Como se Isabel já não estivesse passando por muitos conflitos em sua cabecinha adolescente, ela acaba no epicentro de um terremoto: O suicídio da diretora de sua escola. Mas, alguns fatos ocorridos e presenciados pela garota começam a levantar uma dúvida: Foi mesmo um suicídio? E com tamanha pressão sobre ela, a ideia de que sua vida pode estar próxima ao fim começa a sondar a mente de Isabel.


Pedro Bandeira encanta seus leitores pela escrita poética utilizada na construção do enredo.
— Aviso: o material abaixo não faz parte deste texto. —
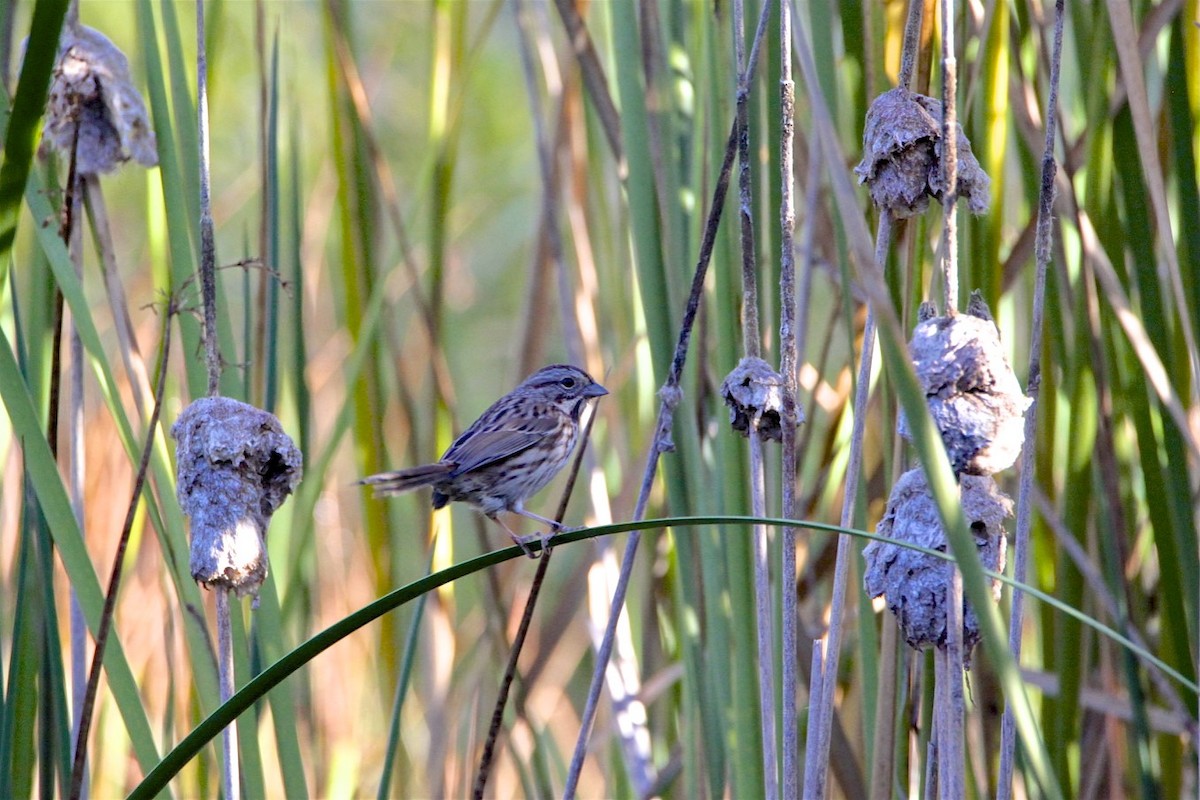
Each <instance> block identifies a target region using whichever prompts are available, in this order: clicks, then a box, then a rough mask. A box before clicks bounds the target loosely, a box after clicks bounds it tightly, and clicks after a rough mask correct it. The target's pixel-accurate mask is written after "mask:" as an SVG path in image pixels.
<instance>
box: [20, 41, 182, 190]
mask: <svg viewBox="0 0 1200 800" xmlns="http://www.w3.org/2000/svg"><path fill="white" fill-rule="evenodd" d="M77 130H78V140H77ZM52 146H53V148H54V149H55V150H58V151H59V152H61V154H64V155H65V156H67V157H70V155H71V152H72V150H74V152H76V170H77V172H78V173H79V174H83V175H94V174H98V173H108V172H112V170H114V169H116V168H118V167H119V166H121V164H122V163H125V162H126V161H128V160H130V158H133V160H134V161H137V162H138V163H139V164H142V166H144V167H154V166H155V164H157V163H158V151H157V145H156V142H155V136H154V128H151V126H150V118H149V116H148V115H146V108H145V103H144V102H143V101H142V95H140V94H139V92H138V90H137V88H136V86H134V85H133V80H132V78H131V76H130V62H128V60H127V59H126V58H125V54H124V53H121V52H120V50H119V49H118V48H116V46H115V44H113V42H110V41H109V40H108V37H107V36H104V35H103V34H101V32H100V31H98V30H95V29H92V28H86V26H84V25H77V26H74V28H73V29H72V28H64V31H62V40H61V42H60V46H59V62H58V65H56V66H55V68H54V79H53V82H52V83H50V96H49V101H48V103H47V109H46V133H44V137H43V140H42V146H41V150H40V152H41V155H42V156H43V157H44V156H46V154H47V149H48V148H52Z"/></svg>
A maneira profunda como ele trabalha todos os dilemas vividos pela personagem principal, as conversas e reflexões que Isabel tem com o próprio reflexo no espelho são o exemplo mais claro disso, elas representam toda a angustia que a garota sofre e guarda dentro de si mesma, sem dividir com mais ninguém.
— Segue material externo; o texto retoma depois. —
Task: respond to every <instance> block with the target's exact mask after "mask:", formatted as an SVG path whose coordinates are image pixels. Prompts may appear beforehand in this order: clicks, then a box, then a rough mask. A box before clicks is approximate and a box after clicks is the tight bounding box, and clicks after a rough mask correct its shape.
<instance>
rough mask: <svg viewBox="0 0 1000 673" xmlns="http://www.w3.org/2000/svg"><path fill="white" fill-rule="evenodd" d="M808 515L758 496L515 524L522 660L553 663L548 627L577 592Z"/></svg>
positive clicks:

Está lembrado daquele outro livro que eu tive a impressão de ser bem parecido com esse? Pois depois de terminar de ler a obra de Pedro Bandeira, o próprio autor deixou uma nota no final do livro contando que “A Marca de uma Lágrima” é uma releitura de um romance francês chamado “Cyrano de Bergerac”, exatamente o livro que eu sentia que a história é bem parecida. Pedro conta que ele é tão apaixonado por essa história (assim como eu) que queria apresentá-la ao público brasileiro, mas não sabia como fazê-lo por conta de sua escrita rebuscada e difícil interpretação, daí ele começou a escrever para o público juvenil e nasceu Isabel e sua trama.

Apesar dos questionamentos que o autor mesmo se faz como, por exemplo, se um jovem de 12, 13 ou 14 anos pode se apaixonar verdadeiramente ou perdidamente, ele leva a paixão de Isabel de uma forma tão Shekespereana, fazendo com que a menina crie poemas (no caso, ele mesmo escreveu os poemas publicados) tão envolventes e apaixonantes, com tamanha verdade, pureza, entrega e inocência, que muita gente já se identificou ou se identificará com a situação de primeiro amor vivida pela romântica Isabel.

No mais, “A Marca de uma lágrima” é um livro que marcou minha infância, exatamente por ser tão doce, comovente e representar tão bem as mazelas que todos já vivemos nessa fase tão difícil que é a adolescência. Independente da sua idade e do público alvo do título ser os jovens, esse é o tipo de livro que encanta quem quer que o leia!